Will therefore GDB utilize C++ or not?
Russell Shaw
rjshaw@netspace.net.au
Sat Jun 2 07:01:00 GMT 2012
On 27/05/12 01:50, Jan Kratochvil wrote:
> On Mon, 21 May 2012 17:55:47 +0200, Pedro Alves wrote:
...
> 453728 vs. 265000 bytes is +71% increase.
> It still seems perfectly worth to me for all the discussed C++ benefits for GDB.
...
A few of the things i didn't like about C++ have been fixed in the C++11
standard. In particular, under: Rvalue references and move constructors
<http://en.wikipedia.org/wiki/C%2B%2B11#Rvalue_references_and_move_constructors>
A lot of C++ code was copying objects by value, which means the copy constructor
had to deep-copy and malloc to make temporaries, only to throw them away later.
That is *slow* and fragments the heap, especially on smaller systems.
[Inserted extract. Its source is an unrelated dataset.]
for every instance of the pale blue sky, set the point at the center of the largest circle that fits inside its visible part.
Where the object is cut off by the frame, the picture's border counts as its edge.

With C11, new "move constructors" have been added for copying malloc'd memory to
avoid that problem.
Parsing C++ has also been improved. <http://en.wikipedia.org/wiki/Most_vexing_parse>
A lot of other improvements too.
I just read the C11 standard (close to final version), and am re-considering the
use of C++ for smaller microcontrollers.
If gdb is done in C++, run-time performance and bloat should be kept in check by
avoiding gratuitous use of generalized template libraries. C-like libraries for
things like bit-sets and symbol tables should work equally as efficient in C++
if translated with some superficial C++ syntax.
Hitting my F9 "compile" button would result in an annoying half-second delay
when compiling simple programs using the STL (years ago when i did C++). Self
written utility libraries such as those already done in C in gdb could avoid that.